Bruce Charlton said...

@William - The passage as a whole works; albeit that it does not flow smoothly with prose sense. That is why we need to think of it as a poem. If we close-in too much on a poem with our focus, then the meaning will elude us.

I feel the opposite about fictiveness; to me the episode has an air of literal truth, from its very specificity of content; but the events cannot be eye witnessed, so presumably it was reported by Jesus to the disciple/s.

Sure I know that meat also means food in old texts; but among foods meat has the sense of being especially valued; and the meaning here goes beyond food, beyond nourishment. In the KJV meat sometimes seems to be distingushed from bread. But again, explaining poetic symbolism usually fails to explain it, and often kills the poem qua poem.

In this kind of reading we cannot and should not be aiming to explain everything, to answer every question; we aim to understand at the level of communication intended. In this instance the intended unit of understanding is, I think the whole passage quoted.

Scripture must be divinely inspired writing, with divine intervention to preserve what is necessary and to sustain the reader. But in the end we are talking about a direct, unmediated process of knowing being 'stimulated' by the reading of scripture.

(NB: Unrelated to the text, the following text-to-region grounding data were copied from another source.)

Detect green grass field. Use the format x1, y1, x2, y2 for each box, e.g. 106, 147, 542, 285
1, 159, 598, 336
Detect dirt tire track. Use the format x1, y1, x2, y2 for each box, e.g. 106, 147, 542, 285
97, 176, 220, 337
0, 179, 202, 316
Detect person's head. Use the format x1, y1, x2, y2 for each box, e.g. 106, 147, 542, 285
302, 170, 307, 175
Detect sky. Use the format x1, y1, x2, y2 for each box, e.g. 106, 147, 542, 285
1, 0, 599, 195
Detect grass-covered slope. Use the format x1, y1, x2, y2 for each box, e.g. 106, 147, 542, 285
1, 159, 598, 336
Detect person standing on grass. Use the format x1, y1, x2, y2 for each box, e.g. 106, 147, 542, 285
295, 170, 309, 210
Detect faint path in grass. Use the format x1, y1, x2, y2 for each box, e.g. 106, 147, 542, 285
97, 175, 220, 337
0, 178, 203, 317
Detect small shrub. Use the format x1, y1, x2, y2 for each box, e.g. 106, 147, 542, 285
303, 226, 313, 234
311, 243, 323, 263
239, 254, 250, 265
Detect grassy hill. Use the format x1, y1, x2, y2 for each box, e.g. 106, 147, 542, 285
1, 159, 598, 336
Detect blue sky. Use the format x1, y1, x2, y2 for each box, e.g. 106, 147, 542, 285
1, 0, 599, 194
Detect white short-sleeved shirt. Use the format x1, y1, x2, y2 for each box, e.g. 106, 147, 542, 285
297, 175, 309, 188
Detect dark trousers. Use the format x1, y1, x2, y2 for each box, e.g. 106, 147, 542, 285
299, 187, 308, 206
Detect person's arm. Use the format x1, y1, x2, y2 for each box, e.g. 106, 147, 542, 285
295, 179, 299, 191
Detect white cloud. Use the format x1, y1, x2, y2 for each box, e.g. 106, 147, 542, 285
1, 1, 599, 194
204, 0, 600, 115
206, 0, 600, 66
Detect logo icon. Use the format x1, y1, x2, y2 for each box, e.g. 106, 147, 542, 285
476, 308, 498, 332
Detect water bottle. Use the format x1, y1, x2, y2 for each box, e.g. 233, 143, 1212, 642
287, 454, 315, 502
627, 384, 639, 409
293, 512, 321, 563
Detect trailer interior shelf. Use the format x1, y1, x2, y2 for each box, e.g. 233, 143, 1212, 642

This knowing may be blocked by a variety of attitudes and baises and constrained by capacity etc; or this piece of scriptually evoked knowledge may not be relevant or necessary for an individual... I feel this way about much of the Old Testament - it is not relevant to me in what way it is true, or whether it is false - I can't really understand because I don't need to understand.

So, where This passage succeeds with me is in evoking the excitement of meeting the Messiah 'here and now', the wonderfulness of his gift (so wonderful as to be on the edge of what we can apprehend) - and the way in which he has swept aside 'traditional' obstacles to our each grasping the gift. The LDS video gets these across very well.

Michaela Stephens said...

Considering the woman had had 4 husbands, we can extrapolate that her experience was of a very broken home life and it is likely that most if not all of those husbands had divorced her. But she was apparently attractive enough that once divorced, another man was perfectly willing to marry her. Likely she was becoming skeptical of men and that the man she had at that time she had refused to marry in order to retain some sort of personal autonomy that maybe had been denied her in marriage.

She would be particularly conscious of her need for the comfort of living water, something to console when the promise of satisfaction and security in family life had been persistently broken. Her conversation goes to the essentials, rather than skimming the surface. She's not interested in mere appearances any more.

Also interesting is that when she goes to tell people about Jesus, she goes to the MEN, and not to the women. And they BELIEVE her.